Performance/Determinism

Since v0.6 SOL obeys framework specific determinism specifiers. Please refer to the frameworks specific options (e.g. PyTorch)

tl;dr;

For deterministic results use:

sol.config['autotune'] = False

For best performance use:

sol.config['autotune'] = True

SOL

In v0.6 SOL introduced Determinism flags. These allow to change the numerical behavior of SOL. By default, SOL obeys the numerical behavior of the AI framework. See below for information about PyTorch and TensorFlow.

If you want to modify the determinism yourself, you can pass a set, list or tuple consisting of sol.hlir.Determinism to sol.optimize(..., determinism=...) or torch.compile(..., backend='sol', determinism=...).

It’s important that you ALWAYS select one Framework type! This can have influence if certain options are obeyed or not. Not all device types support all options. Unavailable options get ignored.

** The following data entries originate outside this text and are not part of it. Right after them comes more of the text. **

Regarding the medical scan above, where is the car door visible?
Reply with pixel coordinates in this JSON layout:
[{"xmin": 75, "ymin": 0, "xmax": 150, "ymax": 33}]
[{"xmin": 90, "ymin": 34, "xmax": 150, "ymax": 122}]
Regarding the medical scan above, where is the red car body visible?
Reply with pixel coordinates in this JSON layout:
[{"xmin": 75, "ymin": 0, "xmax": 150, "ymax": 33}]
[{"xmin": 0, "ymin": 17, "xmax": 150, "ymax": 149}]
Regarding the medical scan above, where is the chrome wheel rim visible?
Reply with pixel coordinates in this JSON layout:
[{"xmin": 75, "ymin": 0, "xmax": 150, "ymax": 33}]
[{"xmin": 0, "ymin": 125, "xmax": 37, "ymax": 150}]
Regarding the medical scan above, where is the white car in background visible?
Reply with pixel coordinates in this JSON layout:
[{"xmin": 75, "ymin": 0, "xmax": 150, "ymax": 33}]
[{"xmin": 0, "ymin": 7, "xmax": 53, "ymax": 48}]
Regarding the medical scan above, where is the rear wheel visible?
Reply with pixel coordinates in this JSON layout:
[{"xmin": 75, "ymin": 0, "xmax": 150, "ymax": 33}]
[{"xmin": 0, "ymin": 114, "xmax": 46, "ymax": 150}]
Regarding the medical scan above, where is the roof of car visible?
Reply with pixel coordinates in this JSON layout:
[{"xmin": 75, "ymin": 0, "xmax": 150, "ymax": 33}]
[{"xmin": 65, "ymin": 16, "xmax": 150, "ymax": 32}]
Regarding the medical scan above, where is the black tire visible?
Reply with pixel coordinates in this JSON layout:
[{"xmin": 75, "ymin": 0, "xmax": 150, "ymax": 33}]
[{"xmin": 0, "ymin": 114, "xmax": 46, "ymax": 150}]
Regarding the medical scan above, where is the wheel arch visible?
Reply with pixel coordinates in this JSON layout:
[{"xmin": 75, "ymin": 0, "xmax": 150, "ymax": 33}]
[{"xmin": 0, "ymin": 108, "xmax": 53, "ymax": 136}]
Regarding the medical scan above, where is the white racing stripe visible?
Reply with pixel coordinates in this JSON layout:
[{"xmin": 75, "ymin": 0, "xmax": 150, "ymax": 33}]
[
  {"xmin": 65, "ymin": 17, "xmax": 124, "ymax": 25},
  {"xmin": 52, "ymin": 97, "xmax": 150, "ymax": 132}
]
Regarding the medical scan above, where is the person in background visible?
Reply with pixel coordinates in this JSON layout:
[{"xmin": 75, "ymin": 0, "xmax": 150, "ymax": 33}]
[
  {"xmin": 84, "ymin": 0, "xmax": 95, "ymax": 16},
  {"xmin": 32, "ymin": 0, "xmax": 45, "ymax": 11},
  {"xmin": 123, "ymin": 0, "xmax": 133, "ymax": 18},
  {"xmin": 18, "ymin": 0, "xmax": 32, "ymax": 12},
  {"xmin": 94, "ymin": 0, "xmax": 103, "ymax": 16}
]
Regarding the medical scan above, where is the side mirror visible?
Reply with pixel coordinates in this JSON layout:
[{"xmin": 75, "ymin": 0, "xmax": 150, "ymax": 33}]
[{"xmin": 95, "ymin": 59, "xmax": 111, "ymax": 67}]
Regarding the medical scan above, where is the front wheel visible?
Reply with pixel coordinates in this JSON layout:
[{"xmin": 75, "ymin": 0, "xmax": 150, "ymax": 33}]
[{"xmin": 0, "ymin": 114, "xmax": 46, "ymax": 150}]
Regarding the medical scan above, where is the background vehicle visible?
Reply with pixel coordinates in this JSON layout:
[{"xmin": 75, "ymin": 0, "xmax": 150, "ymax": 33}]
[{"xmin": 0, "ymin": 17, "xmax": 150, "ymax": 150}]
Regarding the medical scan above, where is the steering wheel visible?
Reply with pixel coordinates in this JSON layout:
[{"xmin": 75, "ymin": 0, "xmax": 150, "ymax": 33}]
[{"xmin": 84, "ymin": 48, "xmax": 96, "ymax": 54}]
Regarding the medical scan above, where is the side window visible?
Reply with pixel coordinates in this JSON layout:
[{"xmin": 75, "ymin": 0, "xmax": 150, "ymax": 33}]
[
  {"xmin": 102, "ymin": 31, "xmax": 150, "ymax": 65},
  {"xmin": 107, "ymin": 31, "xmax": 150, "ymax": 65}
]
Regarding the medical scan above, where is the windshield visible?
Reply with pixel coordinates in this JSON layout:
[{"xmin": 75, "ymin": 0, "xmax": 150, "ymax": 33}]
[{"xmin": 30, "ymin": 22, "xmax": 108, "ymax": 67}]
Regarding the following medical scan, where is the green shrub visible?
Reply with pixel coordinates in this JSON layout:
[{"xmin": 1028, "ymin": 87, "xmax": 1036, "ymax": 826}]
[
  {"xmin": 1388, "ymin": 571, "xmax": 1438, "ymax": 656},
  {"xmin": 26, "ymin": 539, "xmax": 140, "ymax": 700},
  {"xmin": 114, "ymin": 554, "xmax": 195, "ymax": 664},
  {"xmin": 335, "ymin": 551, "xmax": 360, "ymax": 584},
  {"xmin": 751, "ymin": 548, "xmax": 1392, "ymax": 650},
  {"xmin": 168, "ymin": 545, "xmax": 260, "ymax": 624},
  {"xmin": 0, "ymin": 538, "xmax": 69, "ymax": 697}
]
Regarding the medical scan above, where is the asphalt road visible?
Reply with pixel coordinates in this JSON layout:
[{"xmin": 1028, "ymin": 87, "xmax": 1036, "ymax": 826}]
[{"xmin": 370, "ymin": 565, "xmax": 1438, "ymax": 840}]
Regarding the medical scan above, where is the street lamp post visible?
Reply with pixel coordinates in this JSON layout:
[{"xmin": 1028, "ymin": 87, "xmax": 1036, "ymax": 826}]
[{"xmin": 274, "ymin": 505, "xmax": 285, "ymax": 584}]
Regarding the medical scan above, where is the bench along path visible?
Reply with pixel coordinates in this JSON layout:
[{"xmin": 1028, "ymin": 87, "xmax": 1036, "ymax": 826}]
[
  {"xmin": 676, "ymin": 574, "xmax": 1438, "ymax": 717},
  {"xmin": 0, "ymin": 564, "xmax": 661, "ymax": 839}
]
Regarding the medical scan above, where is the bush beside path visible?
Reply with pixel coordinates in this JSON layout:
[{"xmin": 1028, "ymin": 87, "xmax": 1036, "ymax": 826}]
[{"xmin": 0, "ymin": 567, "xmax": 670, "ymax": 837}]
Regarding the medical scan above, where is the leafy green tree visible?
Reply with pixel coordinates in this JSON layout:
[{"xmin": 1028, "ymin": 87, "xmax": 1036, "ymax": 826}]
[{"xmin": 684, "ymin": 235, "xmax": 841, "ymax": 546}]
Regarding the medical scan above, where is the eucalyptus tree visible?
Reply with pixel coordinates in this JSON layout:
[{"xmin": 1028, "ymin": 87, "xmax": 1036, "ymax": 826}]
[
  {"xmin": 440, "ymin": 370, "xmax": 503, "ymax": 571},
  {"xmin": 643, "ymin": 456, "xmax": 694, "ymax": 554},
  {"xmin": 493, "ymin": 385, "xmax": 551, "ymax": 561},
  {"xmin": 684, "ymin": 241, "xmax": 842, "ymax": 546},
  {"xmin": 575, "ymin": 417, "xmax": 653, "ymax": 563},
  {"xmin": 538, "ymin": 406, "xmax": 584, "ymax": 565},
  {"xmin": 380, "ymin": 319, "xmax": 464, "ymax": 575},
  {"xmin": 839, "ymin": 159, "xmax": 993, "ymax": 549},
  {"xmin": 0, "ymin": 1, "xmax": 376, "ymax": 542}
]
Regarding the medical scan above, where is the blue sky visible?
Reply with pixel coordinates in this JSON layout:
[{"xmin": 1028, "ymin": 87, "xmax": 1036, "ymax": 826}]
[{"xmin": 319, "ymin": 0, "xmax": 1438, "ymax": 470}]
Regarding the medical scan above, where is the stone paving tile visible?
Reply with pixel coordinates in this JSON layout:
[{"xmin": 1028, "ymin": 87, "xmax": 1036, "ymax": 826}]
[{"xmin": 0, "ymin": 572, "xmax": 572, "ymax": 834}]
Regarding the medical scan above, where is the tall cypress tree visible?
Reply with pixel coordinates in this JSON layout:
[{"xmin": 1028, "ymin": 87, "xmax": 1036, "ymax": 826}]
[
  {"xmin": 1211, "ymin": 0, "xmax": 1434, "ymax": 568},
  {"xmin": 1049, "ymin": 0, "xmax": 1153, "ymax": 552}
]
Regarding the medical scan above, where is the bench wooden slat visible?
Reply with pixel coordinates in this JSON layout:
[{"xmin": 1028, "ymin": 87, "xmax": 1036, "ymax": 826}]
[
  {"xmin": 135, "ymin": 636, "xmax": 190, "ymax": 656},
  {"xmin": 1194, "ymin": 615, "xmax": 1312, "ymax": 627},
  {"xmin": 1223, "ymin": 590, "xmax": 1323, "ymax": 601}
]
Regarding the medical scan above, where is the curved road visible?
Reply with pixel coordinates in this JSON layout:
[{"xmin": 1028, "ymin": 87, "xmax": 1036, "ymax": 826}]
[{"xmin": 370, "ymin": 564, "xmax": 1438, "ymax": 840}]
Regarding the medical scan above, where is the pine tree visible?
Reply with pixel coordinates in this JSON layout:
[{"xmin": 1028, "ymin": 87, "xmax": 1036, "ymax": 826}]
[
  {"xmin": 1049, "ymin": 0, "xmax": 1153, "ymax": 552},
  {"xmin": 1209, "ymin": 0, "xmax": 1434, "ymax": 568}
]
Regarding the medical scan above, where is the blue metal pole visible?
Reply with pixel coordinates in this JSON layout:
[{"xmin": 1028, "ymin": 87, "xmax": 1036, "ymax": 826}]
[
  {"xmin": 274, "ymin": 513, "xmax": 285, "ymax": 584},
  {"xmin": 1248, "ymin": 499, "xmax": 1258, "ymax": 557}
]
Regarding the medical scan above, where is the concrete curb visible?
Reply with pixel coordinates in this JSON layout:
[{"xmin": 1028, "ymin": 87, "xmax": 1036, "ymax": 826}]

Currently supported options:

Option Effect
Framework_PyTorch Sets PyTorch mode.
Framework_TensorFlow Sets TensorFlow mode.
Framework_Numpy Sets Numpy mode.
Framework_ONNX Sets ONNX mode.
GEMM_TF32 Enables to use TF32 as replacement for FP32 in GEMMs.
GEMM_FP16 Enables to use FP16 accumulators in FP16 GEMMs.
GEMM_BF16 Enables to use BF16 accumulators in BF16 GEMMs.
GEMM_BF16_2x RESERVED
Conv_Benchmark Enables Conv benchmarking.
Conv_TF32 Enables TF32 as replacement for FP32 in Conv.
Conv_Nondeterministic Enables non-deterministic Conv implementations.

PyTorch

For deterministic results use:

torch.backends.cudnn.benchmark = False
torch.backends.cudnn.deterministic = True
torch.backends.cudnn.allow_tf32 = False
torch.set_float32_matmul_precision("highest")
torch.backends.cuda.matmul.allow_tf32 = False
torch.backends.cuda.matmul.allow_fp16_reduced_precision_reduction = False
torch.backends.cuda.matmul.allow_bf16_reduced_precision_reduction = False

For best performance use:

torch.backends.cudnn.benchmark = True
torch.backends.cudnn.deterministic = False
torch.backends.cudnn.allow_tf32 = True
torch.set_float32_matmul_precision("lowest")
torch.backends.cuda.matmul.allow_tf32 = True
torch.backends.cuda.matmul.allow_fp16_reduced_precision_reduction = True
torch.backends.cuda.matmul.allow_bf16_reduced_precision_reduction = True

More information about PyTorch’s numerical accuracy options can be found here.

TensorFlow

SOL obeys the tf.config.experimental.enable_tensor_float32_execution option.